19世紀末から20世紀前半にフランスで活躍した画家モーリス・ドニ。これまで、「ナビ派」と呼ばれる芸術グループでの活動が知られていたが、近年、全く異なる一面が注目されている。それは日記のように克明に、自分の家族の肖像を残していることだ。

ドニは、10代で画壇にデビューするとともに人気画家として名をはせるが、心の中で模索を続けていた。もともと熱心なカトリック教徒だったドニは、自分を見つめなおすために旅したイタリアで、修道僧の残した宗教絵画に感銘を受け、「芸術作品とは、芸術家の趣味で生みだされるものではなく、努力によって生み出される」と考えるようになる。
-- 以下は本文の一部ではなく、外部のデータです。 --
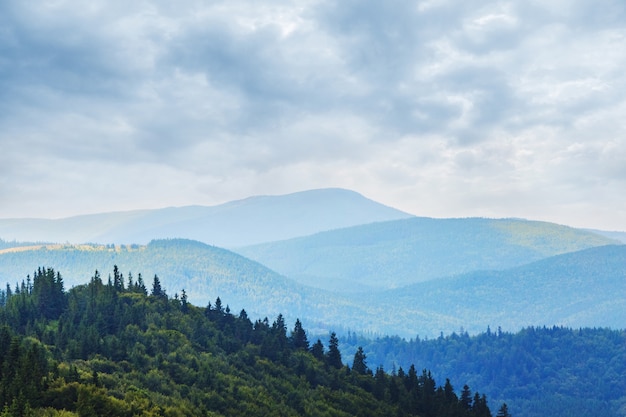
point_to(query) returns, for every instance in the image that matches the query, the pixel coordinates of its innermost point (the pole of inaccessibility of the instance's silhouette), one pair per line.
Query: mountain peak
(248, 221)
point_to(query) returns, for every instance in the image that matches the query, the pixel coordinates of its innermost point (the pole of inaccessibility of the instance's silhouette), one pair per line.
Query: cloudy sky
(440, 108)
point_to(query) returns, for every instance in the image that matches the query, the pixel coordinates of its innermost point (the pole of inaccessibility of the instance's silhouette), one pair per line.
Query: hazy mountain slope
(584, 288)
(204, 272)
(396, 253)
(244, 222)
(620, 236)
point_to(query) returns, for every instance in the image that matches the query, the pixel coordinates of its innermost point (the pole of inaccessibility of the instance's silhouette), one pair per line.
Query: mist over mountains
(338, 260)
(243, 222)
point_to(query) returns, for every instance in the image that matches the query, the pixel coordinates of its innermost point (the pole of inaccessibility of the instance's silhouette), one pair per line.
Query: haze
(437, 108)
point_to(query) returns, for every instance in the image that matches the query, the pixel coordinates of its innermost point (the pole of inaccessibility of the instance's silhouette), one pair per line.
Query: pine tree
(317, 350)
(503, 411)
(359, 364)
(298, 337)
(333, 356)
(157, 290)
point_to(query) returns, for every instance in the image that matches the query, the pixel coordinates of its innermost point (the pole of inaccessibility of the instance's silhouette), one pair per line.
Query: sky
(438, 108)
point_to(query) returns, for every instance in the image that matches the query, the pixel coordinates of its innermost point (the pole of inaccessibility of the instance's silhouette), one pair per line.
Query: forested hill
(538, 371)
(110, 349)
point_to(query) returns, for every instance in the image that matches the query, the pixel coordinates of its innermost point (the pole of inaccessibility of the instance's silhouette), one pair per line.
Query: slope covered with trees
(539, 371)
(576, 289)
(124, 348)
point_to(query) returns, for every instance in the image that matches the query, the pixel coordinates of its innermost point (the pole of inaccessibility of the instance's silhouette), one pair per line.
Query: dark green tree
(157, 290)
(317, 350)
(298, 337)
(359, 364)
(503, 411)
(333, 356)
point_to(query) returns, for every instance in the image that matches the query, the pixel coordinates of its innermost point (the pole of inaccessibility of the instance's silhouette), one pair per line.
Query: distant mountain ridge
(238, 223)
(402, 252)
(583, 288)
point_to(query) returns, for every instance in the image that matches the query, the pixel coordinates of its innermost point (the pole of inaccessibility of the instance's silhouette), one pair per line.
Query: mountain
(396, 253)
(537, 371)
(204, 272)
(104, 350)
(583, 288)
(237, 223)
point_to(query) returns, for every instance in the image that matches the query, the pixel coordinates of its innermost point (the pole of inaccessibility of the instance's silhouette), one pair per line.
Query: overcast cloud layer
(438, 108)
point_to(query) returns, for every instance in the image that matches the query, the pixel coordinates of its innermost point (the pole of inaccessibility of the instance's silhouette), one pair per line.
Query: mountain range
(238, 223)
(336, 259)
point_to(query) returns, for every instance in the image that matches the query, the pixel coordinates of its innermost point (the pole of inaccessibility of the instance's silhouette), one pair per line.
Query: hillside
(203, 271)
(402, 252)
(237, 223)
(108, 350)
(537, 371)
(583, 288)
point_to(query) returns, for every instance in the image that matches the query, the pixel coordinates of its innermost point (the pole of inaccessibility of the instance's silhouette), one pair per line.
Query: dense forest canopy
(124, 347)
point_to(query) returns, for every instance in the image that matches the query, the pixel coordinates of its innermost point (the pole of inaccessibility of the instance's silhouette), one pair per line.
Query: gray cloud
(499, 108)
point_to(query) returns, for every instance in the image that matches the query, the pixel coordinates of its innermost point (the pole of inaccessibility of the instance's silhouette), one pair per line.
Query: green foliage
(106, 349)
(577, 289)
(538, 371)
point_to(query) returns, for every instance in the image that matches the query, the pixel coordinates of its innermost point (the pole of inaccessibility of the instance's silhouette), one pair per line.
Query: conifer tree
(359, 364)
(317, 350)
(333, 356)
(503, 411)
(298, 337)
感性におぼれず何年もかけて同じテーマを追う。
大切さに気づいたドニは、自分の家族をテーマに選び、絵を描き始める。しかし、周囲の評価は一変、酷評を受ける。しかし、ドニはくじけることなく、子どもたちの一瞬一瞬を作品に残していった。番組では、ドニの孫娘クレール・ドニさんの貴重な証言インタビューを交え、ドニの作品に込めた思いに迫る。

関連展覧会

モーリス・ドニ-いのちの輝き、子どものいる風景-

損保ジャパン東郷青児美術館(東京都新宿区) 9月10日~11月13日
巡回 山梨県立美術館 2012年1月10日~3月4日

スタジオを彩ったお花はこちら

写真

『家族の肖像』(1902年 個人蔵)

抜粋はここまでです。